Не успел Прокофий Федорович повернуться от окна, как Никита уже стоял на пороге. Это быстрое появление подьячего сначала понравилось хозяину – от удовольствия отхлынул было гнев, но, заметив, что Никита стоит без плетки и озабоченно смотрит на него, нахмурился.
– Ну?
– Прокофий Федорович! Батюшко! Никак, беда напровадилась на наши головы…
– Ну?! – вскричал Соковнин.
– Тут стрелец прибегал, сбился с ног, тебя искавши, – и дома был, и в Кремле, и…
– Чего ему надобно? – все еще криком спросил Соковнин, но холодный ком уже закатывался под подушку, в нутро живота.
– Стрельца боярин Татев послал, он стольника нашего, Коровина, ко цареву двору поволок. Велел-де за стремя держаться да скоро бежать.
– Коровин? Из Устюга наехал?
– Коровин, батюшко, – поклонился Никита малым обычаем, в пояс. – Беда там, в Устюге-то Великом: гиль поднялась, забойство приключилось. Великое множество дворов пограблено да пожжено. Слухи ползут: неисправлением воеводиным все-де затеялось…
– Где стрелец?
– Убежал, твой крик услыхавши.
Прокофий Федорович растерянно оглянулся на стряпчих, на стольников – не понял, что в их лицах: злорадство или сочувствие? «Как же так: Коровин на Москве, а я не знаю? Видать, на дороге Татев встретил его. Гиль поднялась…»
– Ехать тебе надобно в Кремль, батюшко Прокофий Федорович. Скорым обычаем ехать надобно, так и Татев сказывал стрельцу. Царь и бояре ждут, поди.
– Ехать надобно, – слабым эхом повторил Соковнин и совсем тихо потребовал: – Лошадь…

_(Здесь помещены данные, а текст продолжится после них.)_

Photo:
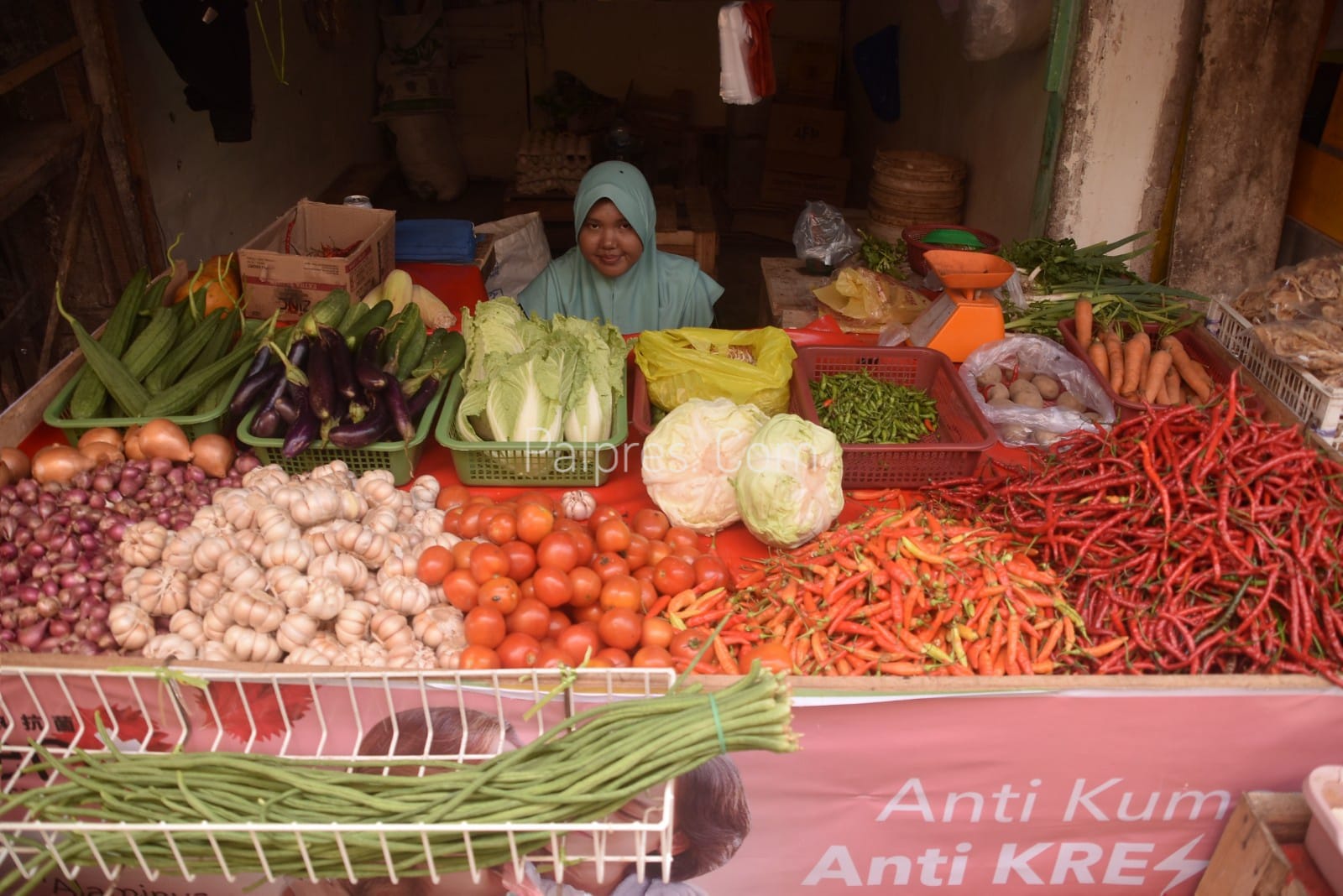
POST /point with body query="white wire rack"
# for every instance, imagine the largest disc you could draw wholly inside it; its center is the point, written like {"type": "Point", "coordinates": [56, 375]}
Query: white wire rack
{"type": "Point", "coordinates": [429, 716]}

Он робко просеменил вдоль стола, горбатясь и косолапя больше обыкновенного, вот уже простучал подковками бархатных сапог по лестнице, а растерявшиеся приказные даже не догадались на этот раз выйти за ним на крыльцо.
Глава 4
Ногайская лошадь, которая только что так чинно пронесла Прокофия Федоровича по улицам Китай-города, теперь казалась беспомощным тихоходом, а Пожар раскинулся перед Кремлем таким широким и людным, что, казалось, никогда через него не пробиться. То и дело под морду лошади совалась чья-нибудь шапка или спина. Лошадь дергалась от испуганных людских отмашек, вклинивалась в новую тесноту, и ни окрик, ни плетка здесь не помогали: в такое погожее утро базарное стадо озорников потехи ради не скоро уступит дорогу. Что им до знатного человека! Нынешний холоп не тот холоп, смотри и смотри за ним: одной рукой шапку ломает, другой в карман норовит. По Москве ходят, как гуси, вразвалку, а что дьяк к цареву выходу припаздывает – то ему кручиниться.